人物について: 1890.10.8~1929.4.1。本名は小酒井光次(こさかいみつじ)。医学博士。東北帝国大学教授。生理学の分野では当時世界的な権威だったという。1921(大正10)年から雑誌「新青年」に探偵、犯罪を主題にした小説、論文を発表。翌年、病気のために退職。1924(大正13)年から探偵小説家として本格的に活動した。小酒井不木については「奈落の井戸」(もぐらもち氏作成)が詳しい。筆名の読みは、「こさかいふぼく」、「こざかいふぼく」の二通りが流布しているが、もぐらもち氏は検証の結果、「こさかいふぼく」が妥当との結論を導き出している。
 死体蝋燭
小酒井不木
 宵(よい)から勢いを増した風は、海獣の飢えに吠ゆるような音をたてて、庫裡(くり)、本堂の棟(むね)をかすめ、大地を崩さんばかりの雨は、時々砂礫(すなつぶて)を投げつけるように戸を叩いた。縁板という縁板、柱という柱が、啜(すす)り泣くような声を発して、家体は宙に浮かんでいるかと思われるほど揺れた。
 夏から秋へかけての暴風雨(あらし)の特徴として、戸内の空気は息詰まるように蒸し暑かった。その蒸し暑さは一層人の神経をいらだたせて、暴風雨の物凄(ものすご)さを拡大した。だから、ことし十五になる小坊主の法信(ほうしん)が、天井から落ちてくる煤(すす)に胆(きも)を冷やして、部屋の隅にちぢこまっているのも無理はなかった。
「法信!」
 隣りの部屋から呼んだ和尚(おしょう)の声に、ぴりッと身体をふるわせて、あたかも、恐ろしい夢から覚めたかのように、彼はその眼を据(す)えた。そうしてしばらくの間、返答することはできなかった。
「法信!」
 一層大きな和尚の声が呼んだ。
「は、はい」
「お前、御苦労だが、いつものとおり、本堂の方を見まわって来てくれないか」
 言われて彼はぎくりとして身をすくめた。常ならば気楽な二人住まいが、こうした時にはうらめしかった。この恐ろしい暴風雨の時に、どうして一人きり、戸締まりを見に出かけられよう。
「あの、和尚様」
 と、彼はやっとのことで、声をしぼり出した。
「なんだ」
「今夜だけは……」
「ははは」
 と、和尚の哄笑(たかわら)いする声が聞こえた。
「恐ろしいというのか。よし、それでは、わしもいっしょに行くから、ついて来い」
 法信は引きずられるようにして和尚の部屋にはいった。
 いつの間に用意したのか、書見していた和尚は、手燭の蝋燭(ろうそく)に火を点じて、先に立って本堂の方へ歩いて行った。五十を越したであろう年輩の、蝋燭の淡い灯によって前下方から照し出された瘠(や)せ顔は、髑髏(どくろ)を思わせるように気味が悪かった。

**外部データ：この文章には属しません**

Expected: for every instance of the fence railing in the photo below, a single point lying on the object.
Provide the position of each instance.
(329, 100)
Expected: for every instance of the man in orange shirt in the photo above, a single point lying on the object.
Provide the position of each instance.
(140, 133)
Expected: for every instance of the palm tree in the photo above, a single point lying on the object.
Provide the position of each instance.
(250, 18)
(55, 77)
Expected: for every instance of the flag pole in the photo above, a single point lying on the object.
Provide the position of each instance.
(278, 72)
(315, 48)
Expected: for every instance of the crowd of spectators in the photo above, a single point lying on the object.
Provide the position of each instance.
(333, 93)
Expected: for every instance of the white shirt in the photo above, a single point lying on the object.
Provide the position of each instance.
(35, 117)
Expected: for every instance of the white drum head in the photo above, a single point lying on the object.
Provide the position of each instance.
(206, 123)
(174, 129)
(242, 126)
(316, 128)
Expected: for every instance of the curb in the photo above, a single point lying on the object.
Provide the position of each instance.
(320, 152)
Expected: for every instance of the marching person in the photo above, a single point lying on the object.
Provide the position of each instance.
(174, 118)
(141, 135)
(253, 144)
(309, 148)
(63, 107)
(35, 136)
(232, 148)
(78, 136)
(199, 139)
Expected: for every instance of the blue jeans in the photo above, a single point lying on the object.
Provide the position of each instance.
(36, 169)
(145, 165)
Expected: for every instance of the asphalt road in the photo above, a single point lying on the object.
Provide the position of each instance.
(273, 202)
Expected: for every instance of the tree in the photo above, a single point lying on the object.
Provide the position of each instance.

 本堂にはいると、灯はなびくように揺れて、二人の影は、天井にまで躍り上がった。空気はどんよりと濁って、あたかも、はてしのない洞穴(ほらあな)の中へでも踏みこんだように感ぜられ、法信は二度と再び、無事では帰れないのではないかという危惧の念をさえ起こすのであった。

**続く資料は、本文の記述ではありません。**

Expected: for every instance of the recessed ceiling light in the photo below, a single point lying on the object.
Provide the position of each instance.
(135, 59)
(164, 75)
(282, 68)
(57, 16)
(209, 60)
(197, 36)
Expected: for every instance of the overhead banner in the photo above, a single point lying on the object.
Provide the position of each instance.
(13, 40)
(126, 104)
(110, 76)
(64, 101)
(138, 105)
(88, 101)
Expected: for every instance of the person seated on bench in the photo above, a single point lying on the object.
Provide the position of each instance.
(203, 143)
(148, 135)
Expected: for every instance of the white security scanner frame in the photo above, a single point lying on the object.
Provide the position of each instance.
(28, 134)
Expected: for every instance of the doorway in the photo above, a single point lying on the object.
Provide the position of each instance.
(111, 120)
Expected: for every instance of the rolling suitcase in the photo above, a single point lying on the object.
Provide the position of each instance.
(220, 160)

 正面に安座まします人間大の黒い阿弥陀如来(あみだにょらい)の像は、和尚の差し出した蝋燭の灯に、一層いかめしく照し出された。和尚が念仏を唱えて、しばらくその前に立ちどまると、金色の仏具は、思い思いに揺れる灯かげを反射した。香炉、燈明皿(とうみょうざら)、燭台、花瓶、木刻金色(もっこくこんじき)の蓮華をはじめ、須弥壇(しゅみだん)、経机、賽銭箱(さいせんばこ)などの金具が、名の知れぬ昆虫のように輝いて、その数々の仏具の間に、何かしら恐ろしい怪物、たとえば巨大な蝙蝠(こうもり)が、べったり羽をひろげて隠れているかのように思われ、法信の股の筋肉は、ひとりでにふるえはじめた。